How do you suggest CloudFlare "cure" DDoS? Wouldn't that mean finding the people who make the decision to do this and physically stop them? They're a CDN not the Mafia.

psd1

9 months ago

I never suggested anything so simplistic.

Imagine some replacement for tcp is proposed and a working group is set up to develop it. A member of that group might advocate for or against features. You could take the position "we should not include Feature X because it will have a performance impact in Scenario Y".

Scenario Y may or may not be real, but it doesn't matter, because you're using it as a stalking horse to get the outcome you actuality want, which happens to be defeated by Feature X.

The other group members know what you're up to, but they can't prove it because you have plausible deniability. They can't kick you out of the group because you serve 20% of the web.

To reiterate, I have no allegations to level against Cloudflare. I think it's a useful heuristic to assume that a public company, given sufficient market power, will become evil. CF has the market power.

suprjami

9 months ago

> Imagine some replacement for tcp is proposed

No need to imagine, QUIC exists.

Like every technology since 1980, it's unlikely to supplant Ethernet and TCP/IP, but it's the most successful effort yet.

SCTP also solves the problem of TCP-based DDOS because the client must participate in the handshake.

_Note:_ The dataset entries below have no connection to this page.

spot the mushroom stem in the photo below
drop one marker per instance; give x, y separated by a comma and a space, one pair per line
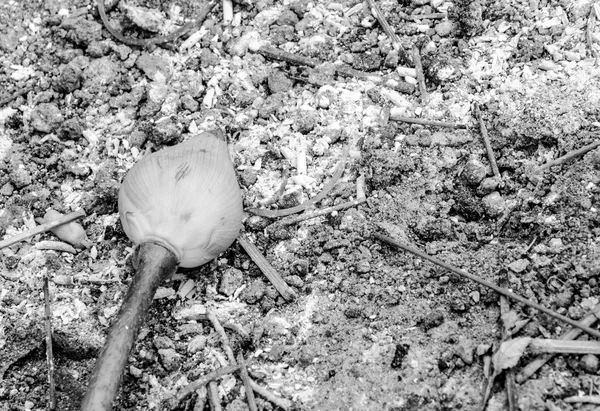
156, 263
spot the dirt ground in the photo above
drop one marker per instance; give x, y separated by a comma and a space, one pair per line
372, 327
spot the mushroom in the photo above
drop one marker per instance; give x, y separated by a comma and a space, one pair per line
183, 206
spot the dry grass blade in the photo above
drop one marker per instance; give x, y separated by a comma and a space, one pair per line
41, 229
267, 269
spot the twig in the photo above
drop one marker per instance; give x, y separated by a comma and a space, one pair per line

Good luck convincing all existing network software to switch to these protocols. I would like that too but it won't happen.

cedws

9 months ago

65 second attack? Very suspicious. This attack must have had some very specific goal.

gomerspiles

9 months ago

Why keep running an attack that didn't even work? Every second probably causes a loss of some bots up to a point..

blakesterz

9 months ago

That is weirdly short. Maybe just a test? Someone proving they could do it as part of a threat? Someone accidently pressed the "Go" button accidently? Someone showing off?